Apache mod_jk access control bypass
Description
Apache mod_jk versions 1.2.0 through 1.2.44 contain an access control bypass vulnerability in the JK status manager administrative interface. The vulnerability stems from inconsistencies in how Apache httpd and Tomcat interpret URL paths, allowing attackers to circumvent access controls defined by JkMount directives. This enables unauthorized access to protected endpoints, including the JK status manager interface used for monitoring and configuring AJP (Apache JServ Protocol) worker connections between Apache and Tomcat.
Remediation
Apply the following remediation steps in order of priority:
1. Upgrade mod_jk: Update to Apache mod_jk version 1.2.46 or later, which contains a patch for this vulnerability. Download from the official Apache Tomcat Connectors page.

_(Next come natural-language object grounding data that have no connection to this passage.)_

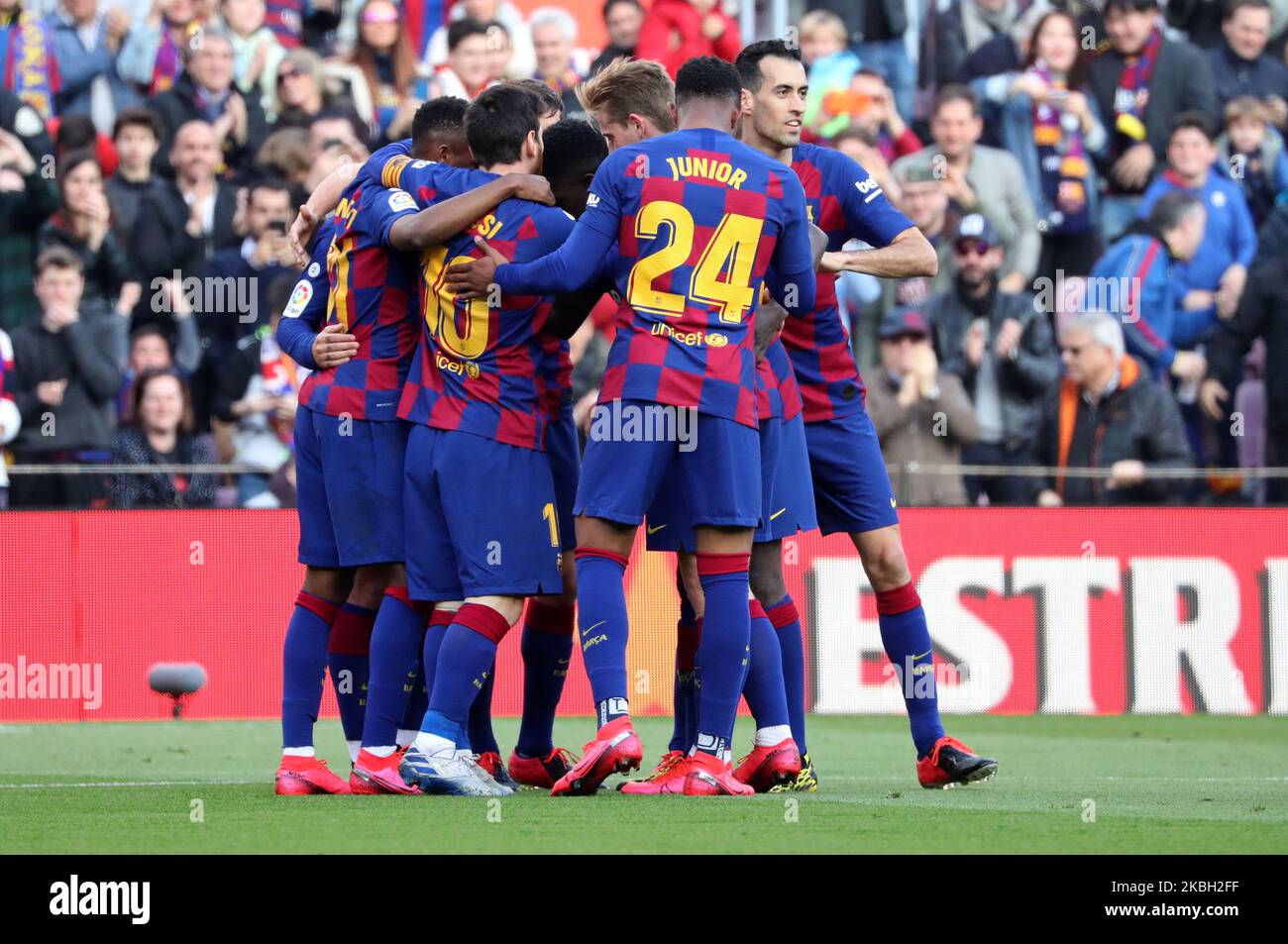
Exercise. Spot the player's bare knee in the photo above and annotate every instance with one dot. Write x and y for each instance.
(327, 582)
(509, 607)
(604, 535)
(887, 566)
(767, 574)
(370, 583)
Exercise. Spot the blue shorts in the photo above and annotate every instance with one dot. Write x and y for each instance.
(851, 485)
(791, 501)
(670, 526)
(481, 518)
(563, 450)
(713, 463)
(349, 484)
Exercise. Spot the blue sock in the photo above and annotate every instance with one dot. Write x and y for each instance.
(764, 685)
(434, 633)
(480, 724)
(304, 668)
(687, 633)
(684, 730)
(722, 651)
(417, 699)
(395, 643)
(787, 625)
(546, 647)
(603, 623)
(907, 643)
(464, 661)
(348, 660)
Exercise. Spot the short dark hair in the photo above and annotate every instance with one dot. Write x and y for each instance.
(71, 159)
(1192, 119)
(748, 60)
(1129, 5)
(76, 132)
(137, 117)
(610, 4)
(439, 117)
(497, 123)
(462, 30)
(141, 385)
(1171, 210)
(707, 77)
(572, 147)
(58, 258)
(548, 99)
(954, 91)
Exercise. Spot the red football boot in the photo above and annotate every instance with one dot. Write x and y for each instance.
(952, 763)
(662, 772)
(614, 749)
(490, 762)
(304, 776)
(708, 776)
(373, 775)
(767, 767)
(541, 772)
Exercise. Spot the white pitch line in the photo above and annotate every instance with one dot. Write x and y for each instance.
(129, 784)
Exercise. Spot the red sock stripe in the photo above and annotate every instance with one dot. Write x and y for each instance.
(550, 618)
(601, 553)
(442, 617)
(715, 565)
(323, 609)
(784, 614)
(483, 620)
(898, 600)
(421, 607)
(688, 636)
(351, 633)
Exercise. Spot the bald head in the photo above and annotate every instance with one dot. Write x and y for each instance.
(194, 154)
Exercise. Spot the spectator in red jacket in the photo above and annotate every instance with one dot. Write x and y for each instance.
(677, 31)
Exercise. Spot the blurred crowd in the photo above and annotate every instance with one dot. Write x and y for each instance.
(1106, 184)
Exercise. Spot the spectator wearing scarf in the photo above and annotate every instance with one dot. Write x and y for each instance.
(27, 54)
(1140, 81)
(1052, 129)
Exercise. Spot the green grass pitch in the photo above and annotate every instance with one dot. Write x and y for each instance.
(1158, 785)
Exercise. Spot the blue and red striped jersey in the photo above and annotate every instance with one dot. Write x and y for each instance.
(777, 393)
(698, 217)
(845, 202)
(554, 377)
(373, 295)
(477, 366)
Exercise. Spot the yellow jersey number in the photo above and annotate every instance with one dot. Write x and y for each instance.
(730, 253)
(465, 344)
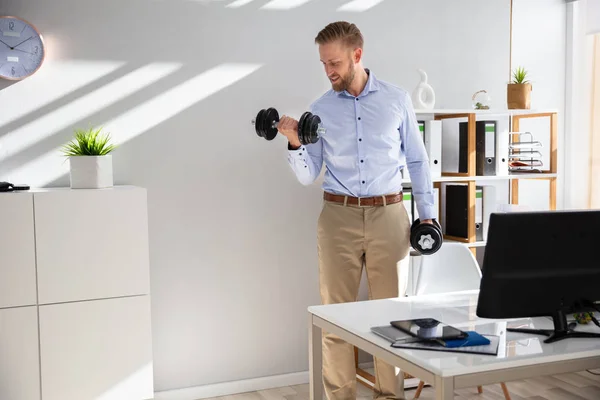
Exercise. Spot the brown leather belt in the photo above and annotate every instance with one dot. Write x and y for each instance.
(374, 201)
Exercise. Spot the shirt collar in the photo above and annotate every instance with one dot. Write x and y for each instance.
(372, 85)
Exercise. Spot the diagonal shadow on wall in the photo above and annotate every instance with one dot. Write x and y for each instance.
(127, 103)
(69, 97)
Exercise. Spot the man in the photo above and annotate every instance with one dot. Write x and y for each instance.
(372, 133)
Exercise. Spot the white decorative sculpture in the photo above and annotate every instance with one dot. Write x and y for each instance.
(423, 96)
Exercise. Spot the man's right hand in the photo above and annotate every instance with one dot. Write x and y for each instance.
(288, 127)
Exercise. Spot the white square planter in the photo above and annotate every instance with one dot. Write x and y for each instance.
(91, 172)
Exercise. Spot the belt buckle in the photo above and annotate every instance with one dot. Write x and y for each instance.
(360, 205)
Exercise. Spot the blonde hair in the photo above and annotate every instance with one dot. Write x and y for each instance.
(347, 32)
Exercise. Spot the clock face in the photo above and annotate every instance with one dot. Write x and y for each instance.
(21, 48)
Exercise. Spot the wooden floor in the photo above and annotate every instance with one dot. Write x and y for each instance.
(576, 386)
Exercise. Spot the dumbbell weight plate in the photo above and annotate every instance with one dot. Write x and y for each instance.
(271, 116)
(301, 128)
(258, 123)
(426, 238)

2. Implement stricter access controls: If immediate patching is not possible, modify your Apache httpd configuration to use more restrictive Location directives with wildcard patterns. Replace configurations like:
<Location /jkstatus> # access controls </Location>with:
<Location /jkstatus*> Require ip 127.0.0.1 Require ip ::1 </Location>
3. Restrict network access: Limit JK status manager access to trusted IP addresses only, preferably localhost or internal management networks.
4. Disable if unused: If the JK status manager is not required for operations, disable it entirely by removing the JkMount directive from your configuration.